Information Processing in Agriculture (Sep 2024)
Detection of tiger puffer using improved YOLOv5 with prior knowledge fusion
Abstract
Tiger puffer is a commercially important fish cultured in high-density environments, and its accurate detection is indispensable for determining growth conditions and realizing accurate feeding. However, the detection precision and recall of farmed tiger puffer are low due to target blurring and occlusion in real farming environments. The farmed tiger puffer detection model, called knowledge aggregation YOLO (KAYOLO), fuses prior knowledge with improved YOLOv5 and was proposed to solve this problem. To alleviate feature loss caused by target blurring, we drew on the human practice of using prior knowledge for reasoning when recognizing blurred targets and used prior knowledge to strengthen the tiger puffer's features and improve detection precision. To address missed detection caused by mutual occlusion in high-density farming environments, a prediction box aggregation method, aggregating prediction boxes of the same object, was proposed to reduce the influence among different objects to improve detection recall. To validate the effectiveness of the proposed methods, ablation experiments, model performance experiments, and model robustness experiments were designed. The experimental results showed that KAYOLO's detection precision and recall results reached 94.92% and 92.21%, respectively.

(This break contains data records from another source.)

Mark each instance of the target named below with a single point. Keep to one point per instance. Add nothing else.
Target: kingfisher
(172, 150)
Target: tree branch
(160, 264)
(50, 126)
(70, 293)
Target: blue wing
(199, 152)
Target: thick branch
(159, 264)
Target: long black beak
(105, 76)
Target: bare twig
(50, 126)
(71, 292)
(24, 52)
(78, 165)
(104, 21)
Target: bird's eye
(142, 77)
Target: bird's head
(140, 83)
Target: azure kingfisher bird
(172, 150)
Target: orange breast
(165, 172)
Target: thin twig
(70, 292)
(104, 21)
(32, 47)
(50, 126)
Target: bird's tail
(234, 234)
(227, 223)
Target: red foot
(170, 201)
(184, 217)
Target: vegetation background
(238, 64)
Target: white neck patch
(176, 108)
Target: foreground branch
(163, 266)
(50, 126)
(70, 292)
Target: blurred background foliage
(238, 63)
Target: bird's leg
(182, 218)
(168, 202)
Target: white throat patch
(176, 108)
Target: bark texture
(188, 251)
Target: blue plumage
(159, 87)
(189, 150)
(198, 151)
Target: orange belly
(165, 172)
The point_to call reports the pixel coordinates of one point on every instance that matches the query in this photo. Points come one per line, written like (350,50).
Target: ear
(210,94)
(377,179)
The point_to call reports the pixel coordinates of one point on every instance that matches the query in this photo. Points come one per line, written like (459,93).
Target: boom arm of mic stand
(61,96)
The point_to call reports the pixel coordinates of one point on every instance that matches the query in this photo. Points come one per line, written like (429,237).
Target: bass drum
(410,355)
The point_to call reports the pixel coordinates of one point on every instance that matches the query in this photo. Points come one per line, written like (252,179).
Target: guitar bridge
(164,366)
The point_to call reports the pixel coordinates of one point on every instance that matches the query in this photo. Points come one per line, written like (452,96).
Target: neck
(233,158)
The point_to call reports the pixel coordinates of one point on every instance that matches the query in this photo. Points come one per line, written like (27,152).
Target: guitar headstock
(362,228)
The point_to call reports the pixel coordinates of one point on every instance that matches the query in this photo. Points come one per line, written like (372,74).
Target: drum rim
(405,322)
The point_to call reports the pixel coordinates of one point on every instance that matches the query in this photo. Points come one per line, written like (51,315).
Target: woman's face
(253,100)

The two indices were improved by 1.29% and 1.35%, respectively, compared to those of YOLOv5. Compared with the recent state-of-the-art underwater object detection models, such as SWIPENet, RoIMix, FERNet, and SK-YOLOv5, KAYOLO achieved 2.09%, 1.63%, 1.13% and 0.85% higher precision and 1.2%, 0.18%, 1.74% and 0.39% higher recall, respectively. Experiments were conducted on different datasets to verify the model's robustness, and the precision and recall of KAYOLO were improved by approximately 1.3% compared to those of YOLOv5. The study showed that KAYOLO effectively enhanced farmed tiger puffer detection by reducing blurring and occlusion effects. Additionally, the model had a strong generalization ability on different datasets, indicating that the model can be adapted to different environments, and it has strong robustness.